Monday, June 9, 2008

Water from another time

Water from another time…


What is the story that you tell yourself about your own life? What is your narrative? Does your story create your Self or does your Self create your story?

Kurt Lewin said that each time we act (think, speak, move, etc.), we are creating that act in that moment. He calls this contemporaneous causation. There can be no decisions for all time. According to Lewin, you are not an out-going person; you are a person who has chosen to be out-going at numerous instances in the past. Your future choices are yet undecided. Our choices are determined by all of the factors that surround and infuse us – historical/political situation, friendship groups, work place, financial considerations, physical surroundings, sexual desires, hungers, etc. He calls all of these factors together the “LifeSpace”. One of the most powerful factors in our LifeSpace is our past choices and how we frame them. Because if we frame our life up until now as good, positive, successful, promoting growth – well, then, our past choices must have been good as well. So, to make a new choice negates our self-concept. So, we make the same choice that we always make (not even considering it as a choice). The good news is you can make new choices; the bad news is the effort required can be enormous.


Old water pumps needed to be primed to operate. Without some water left over from the previous pumping, the pump will not work. Our lives require some water from another time as well.
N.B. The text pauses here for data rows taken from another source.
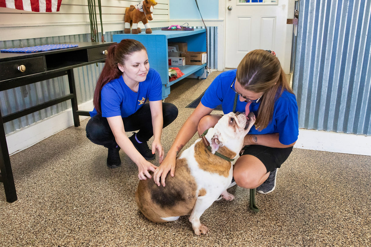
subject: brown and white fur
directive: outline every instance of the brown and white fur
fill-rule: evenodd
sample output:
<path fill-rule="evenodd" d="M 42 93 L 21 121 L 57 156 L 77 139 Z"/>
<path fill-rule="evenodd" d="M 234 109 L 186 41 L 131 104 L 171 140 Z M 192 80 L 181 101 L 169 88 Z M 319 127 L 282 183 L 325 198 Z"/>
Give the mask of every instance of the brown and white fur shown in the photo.
<path fill-rule="evenodd" d="M 252 112 L 248 116 L 238 112 L 224 115 L 205 136 L 211 152 L 200 138 L 177 158 L 174 176 L 166 177 L 165 187 L 158 186 L 152 179 L 140 181 L 135 198 L 144 216 L 161 223 L 190 214 L 195 234 L 208 233 L 200 221 L 201 215 L 221 194 L 226 200 L 233 199 L 226 190 L 232 179 L 232 163 L 217 156 L 215 152 L 236 158 L 255 120 Z"/>

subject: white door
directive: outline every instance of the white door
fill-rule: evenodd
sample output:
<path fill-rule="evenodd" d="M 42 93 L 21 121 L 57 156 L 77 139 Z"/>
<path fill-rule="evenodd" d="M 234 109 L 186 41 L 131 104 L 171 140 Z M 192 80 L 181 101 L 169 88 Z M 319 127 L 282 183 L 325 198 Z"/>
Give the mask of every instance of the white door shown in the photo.
<path fill-rule="evenodd" d="M 250 2 L 255 1 L 262 2 Z M 293 17 L 295 1 L 226 0 L 225 67 L 237 68 L 248 52 L 262 49 L 274 51 L 289 73 L 293 25 L 286 22 Z"/>

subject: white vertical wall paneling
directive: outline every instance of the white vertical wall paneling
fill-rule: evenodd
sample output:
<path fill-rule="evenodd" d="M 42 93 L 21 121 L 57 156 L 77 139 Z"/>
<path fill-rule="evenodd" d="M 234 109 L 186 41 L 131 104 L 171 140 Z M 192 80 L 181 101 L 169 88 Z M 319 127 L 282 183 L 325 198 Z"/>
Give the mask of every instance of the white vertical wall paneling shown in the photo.
<path fill-rule="evenodd" d="M 123 30 L 125 8 L 139 1 L 102 0 L 104 31 Z M 163 23 L 169 19 L 168 0 L 157 1 L 158 4 L 153 10 L 154 19 L 150 22 L 152 27 L 164 26 Z M 100 31 L 98 1 L 96 3 L 98 29 Z M 52 13 L 0 8 L 0 40 L 90 33 L 88 13 L 87 1 L 85 0 L 63 0 L 60 11 Z"/>

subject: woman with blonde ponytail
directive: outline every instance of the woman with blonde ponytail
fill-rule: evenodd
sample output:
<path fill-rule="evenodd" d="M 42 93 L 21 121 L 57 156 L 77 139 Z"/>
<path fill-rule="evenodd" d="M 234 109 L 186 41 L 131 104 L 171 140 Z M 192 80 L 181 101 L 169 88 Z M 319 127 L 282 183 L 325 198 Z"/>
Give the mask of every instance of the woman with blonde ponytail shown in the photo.
<path fill-rule="evenodd" d="M 161 134 L 178 116 L 178 109 L 162 102 L 160 74 L 150 68 L 145 48 L 139 41 L 124 39 L 111 46 L 97 81 L 86 137 L 108 149 L 107 166 L 121 165 L 122 149 L 138 166 L 139 179 L 151 178 L 157 167 L 147 161 L 164 158 Z M 146 104 L 147 100 L 148 104 Z M 128 137 L 126 131 L 133 132 Z M 152 136 L 150 149 L 147 142 Z"/>
<path fill-rule="evenodd" d="M 234 180 L 230 187 L 237 184 L 246 188 L 256 188 L 263 194 L 275 189 L 277 169 L 289 157 L 298 139 L 298 106 L 275 53 L 263 50 L 250 51 L 237 70 L 223 72 L 214 80 L 155 171 L 154 179 L 158 185 L 161 182 L 165 186 L 169 171 L 174 176 L 176 154 L 196 132 L 201 134 L 221 117 L 210 114 L 220 104 L 224 114 L 252 111 L 256 117 L 234 165 Z"/>

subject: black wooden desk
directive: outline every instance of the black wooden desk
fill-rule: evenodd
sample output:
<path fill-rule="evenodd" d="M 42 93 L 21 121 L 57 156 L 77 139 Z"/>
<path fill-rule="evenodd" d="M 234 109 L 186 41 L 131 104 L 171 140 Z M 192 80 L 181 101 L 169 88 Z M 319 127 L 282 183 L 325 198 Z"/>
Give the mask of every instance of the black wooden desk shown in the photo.
<path fill-rule="evenodd" d="M 7 201 L 12 203 L 17 198 L 4 123 L 71 100 L 75 126 L 80 126 L 79 116 L 89 114 L 78 109 L 73 69 L 104 62 L 108 47 L 115 43 L 63 42 L 61 44 L 79 46 L 32 53 L 0 53 L 0 91 L 66 75 L 70 90 L 66 95 L 9 115 L 3 116 L 0 111 L 0 182 L 4 184 Z"/>

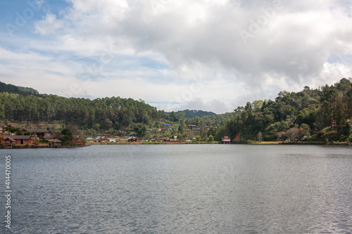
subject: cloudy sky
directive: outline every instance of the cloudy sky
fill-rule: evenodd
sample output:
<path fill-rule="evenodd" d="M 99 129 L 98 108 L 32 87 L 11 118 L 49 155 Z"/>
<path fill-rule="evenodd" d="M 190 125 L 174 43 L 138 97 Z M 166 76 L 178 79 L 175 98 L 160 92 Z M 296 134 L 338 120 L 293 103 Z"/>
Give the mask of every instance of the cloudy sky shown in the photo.
<path fill-rule="evenodd" d="M 0 81 L 230 112 L 352 77 L 352 1 L 1 0 Z"/>

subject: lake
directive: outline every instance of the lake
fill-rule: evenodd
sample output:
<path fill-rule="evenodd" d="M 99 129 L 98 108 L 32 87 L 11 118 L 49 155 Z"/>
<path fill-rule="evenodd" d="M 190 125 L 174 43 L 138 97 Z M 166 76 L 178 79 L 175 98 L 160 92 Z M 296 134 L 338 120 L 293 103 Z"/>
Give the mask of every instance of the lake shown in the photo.
<path fill-rule="evenodd" d="M 351 147 L 127 145 L 0 153 L 2 171 L 11 156 L 13 233 L 352 233 Z M 4 202 L 1 196 L 4 221 Z M 11 233 L 3 220 L 0 233 Z"/>

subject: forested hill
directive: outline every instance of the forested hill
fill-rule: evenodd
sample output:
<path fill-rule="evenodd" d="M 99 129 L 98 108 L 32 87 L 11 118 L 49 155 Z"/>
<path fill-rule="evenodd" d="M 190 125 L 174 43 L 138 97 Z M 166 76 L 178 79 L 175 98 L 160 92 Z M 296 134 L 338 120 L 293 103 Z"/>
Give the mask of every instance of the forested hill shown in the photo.
<path fill-rule="evenodd" d="M 184 112 L 184 117 L 187 119 L 194 118 L 196 116 L 199 117 L 203 117 L 204 116 L 213 116 L 216 115 L 215 113 L 210 112 L 210 111 L 203 111 L 203 110 L 179 110 L 175 113 L 177 116 L 180 115 L 181 112 Z M 172 112 L 166 112 L 169 116 Z"/>
<path fill-rule="evenodd" d="M 143 100 L 120 97 L 66 98 L 57 96 L 24 96 L 0 93 L 0 121 L 62 121 L 82 129 L 118 130 L 132 123 L 149 124 L 157 120 L 156 108 Z"/>
<path fill-rule="evenodd" d="M 66 98 L 42 96 L 30 88 L 23 89 L 4 83 L 0 86 L 3 89 L 0 122 L 3 123 L 59 121 L 96 132 L 129 128 L 143 137 L 146 129 L 159 133 L 160 126 L 166 122 L 180 126 L 162 133 L 168 137 L 184 135 L 189 138 L 199 135 L 207 141 L 212 135 L 217 141 L 228 136 L 236 141 L 352 141 L 351 78 L 315 89 L 306 86 L 300 92 L 282 91 L 275 100 L 249 102 L 222 115 L 189 110 L 168 115 L 142 100 Z M 31 92 L 34 95 L 28 95 Z M 191 115 L 195 117 L 187 118 Z M 185 126 L 190 124 L 196 125 L 198 130 L 194 131 L 199 132 L 186 131 Z"/>
<path fill-rule="evenodd" d="M 45 96 L 46 94 L 39 94 L 39 93 L 32 88 L 16 86 L 13 84 L 6 84 L 0 82 L 0 93 L 8 92 L 11 93 L 18 93 L 25 96 L 33 95 L 36 96 Z"/>
<path fill-rule="evenodd" d="M 237 140 L 352 141 L 352 79 L 238 107 L 218 132 Z"/>

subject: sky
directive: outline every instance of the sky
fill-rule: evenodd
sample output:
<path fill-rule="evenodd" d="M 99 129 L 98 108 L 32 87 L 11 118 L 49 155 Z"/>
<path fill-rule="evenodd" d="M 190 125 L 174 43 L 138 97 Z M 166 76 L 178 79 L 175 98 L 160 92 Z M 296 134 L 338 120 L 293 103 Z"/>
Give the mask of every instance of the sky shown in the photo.
<path fill-rule="evenodd" d="M 0 81 L 232 112 L 352 77 L 352 1 L 1 0 Z"/>

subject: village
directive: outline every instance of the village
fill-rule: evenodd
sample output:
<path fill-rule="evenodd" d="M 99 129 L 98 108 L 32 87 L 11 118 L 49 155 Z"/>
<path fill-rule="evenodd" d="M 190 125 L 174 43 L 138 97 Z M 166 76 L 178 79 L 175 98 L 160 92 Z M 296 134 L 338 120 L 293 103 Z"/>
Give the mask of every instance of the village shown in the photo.
<path fill-rule="evenodd" d="M 151 135 L 149 139 L 139 138 L 134 132 L 123 131 L 115 134 L 100 133 L 94 137 L 84 137 L 79 135 L 70 136 L 63 131 L 39 128 L 23 128 L 11 124 L 0 127 L 0 149 L 11 148 L 70 148 L 83 147 L 91 145 L 124 145 L 124 144 L 187 144 L 187 143 L 219 143 L 213 138 L 202 141 L 199 136 L 180 138 L 181 135 L 165 136 L 165 132 L 172 131 L 172 126 L 180 127 L 181 124 L 164 124 L 164 127 L 158 129 L 158 134 Z M 209 128 L 200 128 L 196 125 L 184 125 L 189 131 L 196 133 L 207 131 Z M 210 141 L 209 141 L 210 140 Z M 229 144 L 231 139 L 228 136 L 222 138 L 222 143 Z"/>

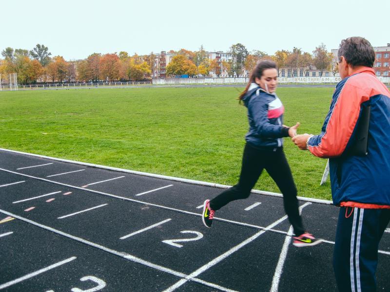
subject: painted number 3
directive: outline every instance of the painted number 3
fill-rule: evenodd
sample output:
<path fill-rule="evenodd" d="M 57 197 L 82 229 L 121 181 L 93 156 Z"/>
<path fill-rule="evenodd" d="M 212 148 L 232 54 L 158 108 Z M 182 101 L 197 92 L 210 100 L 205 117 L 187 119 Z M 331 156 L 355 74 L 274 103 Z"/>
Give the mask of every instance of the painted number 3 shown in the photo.
<path fill-rule="evenodd" d="M 184 230 L 180 231 L 180 233 L 193 233 L 196 235 L 196 237 L 192 238 L 184 238 L 182 239 L 167 239 L 166 240 L 162 240 L 164 243 L 167 243 L 171 245 L 173 245 L 176 247 L 182 247 L 183 246 L 181 244 L 178 244 L 175 242 L 184 242 L 185 241 L 194 241 L 194 240 L 198 240 L 203 237 L 203 235 L 198 232 L 197 231 L 191 231 L 191 230 Z"/>

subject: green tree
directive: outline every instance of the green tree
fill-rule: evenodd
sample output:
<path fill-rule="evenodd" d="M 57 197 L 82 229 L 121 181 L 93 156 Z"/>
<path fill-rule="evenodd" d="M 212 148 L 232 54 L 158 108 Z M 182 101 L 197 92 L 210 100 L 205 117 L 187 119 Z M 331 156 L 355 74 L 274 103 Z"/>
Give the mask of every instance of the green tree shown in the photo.
<path fill-rule="evenodd" d="M 287 61 L 287 56 L 290 54 L 290 52 L 286 50 L 282 50 L 281 51 L 276 51 L 275 54 L 272 56 L 272 58 L 273 61 L 276 63 L 277 66 L 278 71 L 277 75 L 280 75 L 281 72 L 281 68 L 286 67 L 286 64 Z"/>
<path fill-rule="evenodd" d="M 13 61 L 15 59 L 14 56 L 14 49 L 10 47 L 7 47 L 1 51 L 1 55 L 7 61 Z"/>
<path fill-rule="evenodd" d="M 228 53 L 232 55 L 231 72 L 232 75 L 238 75 L 244 68 L 248 52 L 245 46 L 239 43 L 232 45 Z"/>
<path fill-rule="evenodd" d="M 325 70 L 330 70 L 331 67 L 332 57 L 330 56 L 326 46 L 321 43 L 313 51 L 313 64 L 319 70 L 320 76 Z"/>
<path fill-rule="evenodd" d="M 34 59 L 39 61 L 43 66 L 47 65 L 50 62 L 50 56 L 52 53 L 49 52 L 49 49 L 43 44 L 37 44 L 35 47 L 30 51 L 30 54 Z"/>

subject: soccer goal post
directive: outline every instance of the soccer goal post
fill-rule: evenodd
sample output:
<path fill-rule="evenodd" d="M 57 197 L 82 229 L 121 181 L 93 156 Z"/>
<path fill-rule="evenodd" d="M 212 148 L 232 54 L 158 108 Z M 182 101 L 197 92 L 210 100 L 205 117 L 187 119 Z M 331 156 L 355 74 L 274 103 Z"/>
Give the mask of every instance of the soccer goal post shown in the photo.
<path fill-rule="evenodd" d="M 0 74 L 0 91 L 18 90 L 18 74 Z"/>

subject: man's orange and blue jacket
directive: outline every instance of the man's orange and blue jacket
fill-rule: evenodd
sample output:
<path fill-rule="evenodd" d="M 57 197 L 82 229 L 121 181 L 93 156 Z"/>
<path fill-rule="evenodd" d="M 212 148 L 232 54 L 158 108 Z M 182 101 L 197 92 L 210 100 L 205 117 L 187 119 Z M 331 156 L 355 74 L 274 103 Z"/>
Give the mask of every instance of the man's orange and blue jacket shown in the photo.
<path fill-rule="evenodd" d="M 368 105 L 368 154 L 345 155 Z M 390 92 L 372 68 L 363 67 L 337 84 L 321 133 L 308 146 L 316 156 L 330 159 L 334 204 L 390 208 Z"/>

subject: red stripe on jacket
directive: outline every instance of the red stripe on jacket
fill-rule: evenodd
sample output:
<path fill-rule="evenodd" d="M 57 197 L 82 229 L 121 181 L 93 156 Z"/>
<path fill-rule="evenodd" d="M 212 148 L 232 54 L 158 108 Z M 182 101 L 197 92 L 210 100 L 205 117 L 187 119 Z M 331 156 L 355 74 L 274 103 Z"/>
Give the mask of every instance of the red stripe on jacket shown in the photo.
<path fill-rule="evenodd" d="M 361 104 L 378 94 L 390 96 L 389 90 L 378 80 L 372 68 L 364 67 L 354 74 L 341 90 L 321 143 L 309 146 L 316 156 L 332 157 L 342 154 L 357 122 Z"/>

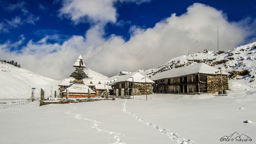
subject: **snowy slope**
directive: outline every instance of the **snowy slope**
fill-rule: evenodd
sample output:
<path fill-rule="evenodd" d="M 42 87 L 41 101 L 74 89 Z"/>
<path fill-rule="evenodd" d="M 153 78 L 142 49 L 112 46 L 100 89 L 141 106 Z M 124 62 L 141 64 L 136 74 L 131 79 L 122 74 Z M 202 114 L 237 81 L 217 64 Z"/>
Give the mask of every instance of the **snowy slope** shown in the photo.
<path fill-rule="evenodd" d="M 150 77 L 158 73 L 170 69 L 204 62 L 222 69 L 235 77 L 237 75 L 249 74 L 250 81 L 254 80 L 256 75 L 256 42 L 240 46 L 232 50 L 207 51 L 199 54 L 182 56 L 174 58 L 163 65 L 140 72 Z M 235 74 L 234 73 L 235 73 Z"/>
<path fill-rule="evenodd" d="M 108 77 L 95 72 L 89 68 L 84 70 L 84 72 L 90 78 L 92 78 L 94 80 L 107 80 Z"/>
<path fill-rule="evenodd" d="M 11 64 L 0 62 L 0 98 L 28 98 L 31 88 L 36 88 L 35 96 L 40 96 L 40 88 L 45 88 L 45 96 L 50 95 L 52 86 L 58 92 L 61 81 L 46 78 Z"/>

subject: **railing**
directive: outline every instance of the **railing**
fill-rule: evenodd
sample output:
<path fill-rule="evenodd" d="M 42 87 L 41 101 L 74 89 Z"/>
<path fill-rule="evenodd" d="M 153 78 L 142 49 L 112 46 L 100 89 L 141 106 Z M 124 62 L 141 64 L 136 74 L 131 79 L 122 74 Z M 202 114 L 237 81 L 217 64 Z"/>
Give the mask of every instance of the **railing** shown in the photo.
<path fill-rule="evenodd" d="M 0 109 L 22 106 L 32 102 L 31 99 L 0 99 Z"/>

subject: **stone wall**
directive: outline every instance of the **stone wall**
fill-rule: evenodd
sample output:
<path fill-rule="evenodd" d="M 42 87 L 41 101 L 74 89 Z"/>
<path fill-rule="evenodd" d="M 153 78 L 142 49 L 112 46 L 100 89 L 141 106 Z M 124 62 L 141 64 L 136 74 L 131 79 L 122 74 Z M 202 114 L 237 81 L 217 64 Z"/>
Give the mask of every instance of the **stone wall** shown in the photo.
<path fill-rule="evenodd" d="M 228 90 L 227 76 L 222 75 L 222 79 L 223 90 Z M 208 92 L 217 92 L 218 90 L 222 90 L 220 75 L 208 75 L 207 76 L 207 79 Z"/>
<path fill-rule="evenodd" d="M 69 104 L 70 103 L 77 103 L 77 102 L 94 102 L 100 100 L 111 100 L 111 99 L 77 99 L 76 101 L 75 101 L 74 100 L 63 100 L 63 99 L 60 99 L 60 101 L 59 102 L 51 102 L 50 101 L 48 101 L 47 102 L 44 102 L 44 101 L 41 101 L 40 102 L 40 105 L 39 106 L 44 106 L 46 105 L 49 104 Z"/>
<path fill-rule="evenodd" d="M 148 92 L 147 92 L 146 90 L 146 87 L 145 86 L 146 84 L 134 83 L 134 88 L 137 88 L 138 90 L 140 91 L 142 94 L 152 94 L 152 84 L 151 83 L 147 83 L 146 89 L 148 90 Z"/>
<path fill-rule="evenodd" d="M 228 77 L 222 76 L 222 78 L 223 89 L 228 90 Z M 212 92 L 221 89 L 220 75 L 219 75 L 198 73 L 154 81 L 154 93 Z"/>

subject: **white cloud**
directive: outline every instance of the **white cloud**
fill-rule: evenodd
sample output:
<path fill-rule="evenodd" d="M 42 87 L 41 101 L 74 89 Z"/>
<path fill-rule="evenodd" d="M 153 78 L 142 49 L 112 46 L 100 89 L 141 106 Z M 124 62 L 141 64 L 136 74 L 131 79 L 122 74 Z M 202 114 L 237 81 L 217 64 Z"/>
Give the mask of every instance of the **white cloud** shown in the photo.
<path fill-rule="evenodd" d="M 128 41 L 115 35 L 104 38 L 104 24 L 92 26 L 84 36 L 73 36 L 62 44 L 30 41 L 20 52 L 6 48 L 12 44 L 0 44 L 0 57 L 13 58 L 22 67 L 58 79 L 68 77 L 81 54 L 86 66 L 108 76 L 121 70 L 134 71 L 151 68 L 174 57 L 197 51 L 217 50 L 217 27 L 219 26 L 221 50 L 229 50 L 255 40 L 255 22 L 246 19 L 229 22 L 224 13 L 202 4 L 195 3 L 180 16 L 175 14 L 152 28 L 133 26 Z M 248 39 L 250 38 L 251 39 Z M 14 59 L 15 59 L 14 60 Z"/>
We use our stories of the past to validate our present and to aid us in making new choices. We tell the stories that match who we want to become and forget the ones that don’t. A friend has described many of my stories as having this theme, “There is some situation where some people didn’t think Steve belonged, but Steve shows them that he has a right to be in that situation more than most” - basically, a tale of rejection to acceptance. What am I telling myself? Where do I want to be accepted? Why is this the water I bring from another time to recreate myself here and now? A statement from another friend that I was ‘quite the social butterfly.’ And, I guess between dates and parties and , I can see what she meant. But, from my perspective I spend much more time alone that I have in the past. (Not lonely, but alone.)

In Israel I met a Holocaust survivor, the only Jew from her small village to survive the war. The mutual friend that introduced us told me, “She carries the people from that village with her wherever she goes.” How could she ever be lonely? Some days, I feel my own village embracing me. Grandparents, uncles, aunts, parents, friends, brothers/lovers - so many are gone, but always with me. They are my water from another time.